Ramadan in China: Uighur journalists say even fasting can land people in internment camps
Observing the holy month is seen as a 'sign of extremism' by Beijing, says Amnesty International
When her manager in Xinjiang, China, invited her for lunch during Ramadan, Sada says she knew it wasn't a kind or innocent gesture.
It was, in fact, a test, she says.
"If he [found] out I was fasting, so he [would] report me to the higher manager," said Sada, who uses a pseudonym because she worries for her family's safety in China.
As Muslims across the world embark on Ramadan this week, China's Uighur Muslim minority community will not be able to join in without severe risks to their safety.
According to Amnesty International, Chinese authorities in some parts of the country see fasting during Ramadan as a "sign of extremism."
In Xinjiang, open displays of religiosity — wearing a hijab, growing a beard and fasting — could land a Muslim in an internment camp.
Sada, who left China in 2016, says Ramadan must be "a misery" for her parents back home.
Her father, a government employee, is too afraid to fast lest his supervisors find out, says Sada, who now works as a reporter at Radio Free Asia in Washington, D.C.
Religious oppression has gotten worse for Uighurs over the years, says Alim Seytoff, the director of Uighur services at Radio Free Asia.

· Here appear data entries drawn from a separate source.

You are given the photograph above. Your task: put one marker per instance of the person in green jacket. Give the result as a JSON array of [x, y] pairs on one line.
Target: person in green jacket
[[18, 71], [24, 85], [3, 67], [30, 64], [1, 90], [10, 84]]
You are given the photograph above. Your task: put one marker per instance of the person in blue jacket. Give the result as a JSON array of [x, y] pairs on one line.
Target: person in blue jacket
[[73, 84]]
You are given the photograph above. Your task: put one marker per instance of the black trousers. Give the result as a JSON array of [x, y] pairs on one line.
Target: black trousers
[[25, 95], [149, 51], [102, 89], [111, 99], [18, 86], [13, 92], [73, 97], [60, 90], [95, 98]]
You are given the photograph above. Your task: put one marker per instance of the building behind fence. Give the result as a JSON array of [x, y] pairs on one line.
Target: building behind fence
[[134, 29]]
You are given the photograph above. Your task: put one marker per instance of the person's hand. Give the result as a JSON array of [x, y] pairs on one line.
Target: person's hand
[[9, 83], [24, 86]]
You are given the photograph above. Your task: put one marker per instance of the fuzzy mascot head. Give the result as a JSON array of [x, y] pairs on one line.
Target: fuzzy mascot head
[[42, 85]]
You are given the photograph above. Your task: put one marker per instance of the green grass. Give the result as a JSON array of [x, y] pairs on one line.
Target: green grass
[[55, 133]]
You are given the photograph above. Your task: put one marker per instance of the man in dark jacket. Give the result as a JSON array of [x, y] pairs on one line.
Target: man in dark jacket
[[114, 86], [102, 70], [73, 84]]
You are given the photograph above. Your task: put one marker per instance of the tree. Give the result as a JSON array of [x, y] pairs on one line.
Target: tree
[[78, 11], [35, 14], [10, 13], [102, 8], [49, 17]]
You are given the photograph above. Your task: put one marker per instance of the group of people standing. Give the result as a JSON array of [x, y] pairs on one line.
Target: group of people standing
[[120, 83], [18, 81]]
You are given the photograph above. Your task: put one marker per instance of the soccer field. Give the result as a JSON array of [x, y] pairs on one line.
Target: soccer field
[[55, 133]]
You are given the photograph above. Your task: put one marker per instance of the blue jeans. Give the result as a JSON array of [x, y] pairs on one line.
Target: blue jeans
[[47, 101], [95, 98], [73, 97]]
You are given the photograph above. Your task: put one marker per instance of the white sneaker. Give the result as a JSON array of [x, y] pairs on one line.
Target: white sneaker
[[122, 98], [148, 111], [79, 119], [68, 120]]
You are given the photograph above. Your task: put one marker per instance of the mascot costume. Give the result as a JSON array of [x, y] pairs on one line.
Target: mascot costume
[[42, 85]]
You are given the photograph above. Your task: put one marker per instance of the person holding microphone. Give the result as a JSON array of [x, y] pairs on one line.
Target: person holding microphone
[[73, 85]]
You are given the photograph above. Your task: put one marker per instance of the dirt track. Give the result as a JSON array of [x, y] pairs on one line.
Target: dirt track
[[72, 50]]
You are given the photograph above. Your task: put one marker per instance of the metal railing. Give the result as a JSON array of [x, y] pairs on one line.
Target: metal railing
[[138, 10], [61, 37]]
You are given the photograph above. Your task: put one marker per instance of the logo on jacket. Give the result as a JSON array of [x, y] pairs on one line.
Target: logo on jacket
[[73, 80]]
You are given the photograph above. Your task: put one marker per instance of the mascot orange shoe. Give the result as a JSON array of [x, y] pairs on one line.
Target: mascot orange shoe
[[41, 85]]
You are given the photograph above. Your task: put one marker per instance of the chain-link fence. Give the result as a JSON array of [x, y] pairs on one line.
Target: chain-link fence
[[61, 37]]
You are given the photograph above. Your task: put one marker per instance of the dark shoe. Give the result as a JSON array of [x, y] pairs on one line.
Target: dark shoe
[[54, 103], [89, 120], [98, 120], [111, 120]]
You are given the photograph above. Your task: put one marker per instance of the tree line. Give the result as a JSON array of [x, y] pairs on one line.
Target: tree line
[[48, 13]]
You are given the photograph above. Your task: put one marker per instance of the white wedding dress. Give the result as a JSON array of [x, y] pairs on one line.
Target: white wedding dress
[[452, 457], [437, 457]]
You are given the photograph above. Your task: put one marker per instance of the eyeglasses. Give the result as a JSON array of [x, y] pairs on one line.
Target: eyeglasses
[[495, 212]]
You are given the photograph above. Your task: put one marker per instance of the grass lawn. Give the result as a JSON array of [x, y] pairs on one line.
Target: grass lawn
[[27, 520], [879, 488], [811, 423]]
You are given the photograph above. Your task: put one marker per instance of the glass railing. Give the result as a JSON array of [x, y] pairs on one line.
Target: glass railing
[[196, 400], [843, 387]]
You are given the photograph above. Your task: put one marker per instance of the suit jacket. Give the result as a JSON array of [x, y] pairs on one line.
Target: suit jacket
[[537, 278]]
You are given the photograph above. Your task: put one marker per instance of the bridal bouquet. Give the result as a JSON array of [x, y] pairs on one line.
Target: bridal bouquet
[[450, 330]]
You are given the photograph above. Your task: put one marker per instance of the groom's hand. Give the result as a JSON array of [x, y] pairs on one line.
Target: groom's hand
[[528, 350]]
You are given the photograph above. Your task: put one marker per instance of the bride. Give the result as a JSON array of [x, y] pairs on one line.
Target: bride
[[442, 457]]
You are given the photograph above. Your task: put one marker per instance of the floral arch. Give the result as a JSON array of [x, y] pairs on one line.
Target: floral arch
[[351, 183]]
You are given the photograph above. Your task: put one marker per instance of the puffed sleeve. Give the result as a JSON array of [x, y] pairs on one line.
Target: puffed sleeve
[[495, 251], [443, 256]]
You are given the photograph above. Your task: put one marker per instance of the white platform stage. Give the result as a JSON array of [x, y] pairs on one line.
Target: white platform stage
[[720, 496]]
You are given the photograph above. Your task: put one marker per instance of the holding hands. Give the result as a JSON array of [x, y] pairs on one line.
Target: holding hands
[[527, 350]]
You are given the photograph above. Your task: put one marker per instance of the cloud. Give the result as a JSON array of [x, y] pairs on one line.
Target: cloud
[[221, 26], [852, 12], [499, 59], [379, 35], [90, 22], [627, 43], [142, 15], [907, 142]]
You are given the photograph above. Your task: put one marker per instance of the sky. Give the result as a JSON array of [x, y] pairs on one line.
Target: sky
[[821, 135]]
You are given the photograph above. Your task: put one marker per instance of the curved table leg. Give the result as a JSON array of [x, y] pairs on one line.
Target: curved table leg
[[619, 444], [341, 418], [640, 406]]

"I left China in 1996 to the United States for school, and while I was there ... the situation was not as horrible as it is today," he said.
"Uighur people enjoyed a relative freedom as [the] rest of China. At the time, China was opening up to the rest of the world, especially to the West. So China was very careful in terms of human rights issues [and] religious freedom issues."
At the time, Uighurs could fast "quietly, within the privacy of their own home," he said. "It couldn't be a group activity."
But a drastic policy change in 2016 ushered in much more aggressive policing and crackdown on Uighur people's beliefs, Seytoff says.
"At the moment, it has become impossible for the Uighur people to even say 'as-salamu alaykum,' even give their babies names such as Mohamed, Fatima," he said.
During Ramadan, even school children in elementary and middle schools are not spared from surveillance, Seytoff also said.
Teachers would provide snacks or water during the day to see if the children are fasting, he said.
They'd also ask students about their parents' activities.
"The little kids … tell their teachers … about what their parents have been doing at home, like fasting and praying," Seytoff said.
You feel guilty because your loved ones, they can't do what you can do and they are in the camps because of what you are doing in the free world.- Alim Seytoff, director of Uighur services at Radio Free Asia
"Then the teacher will report that to the school authorities, police authorities, then … the parents of the child who spoke the truth got in big trouble with authorities."
Sada says it's been months since she's heard from her parents.
"They just stopped calling," she said, adding she's never told them about the work she's doing in media because that information could send them to an internment camp.
For Uighurs in the diaspora, praying during Ramadan feels like a privilege, Seytoff said.
"On the other hand, you feel guilty because your loved ones, they can't do what you can do and they are in the camps because of what you are doing in the free world."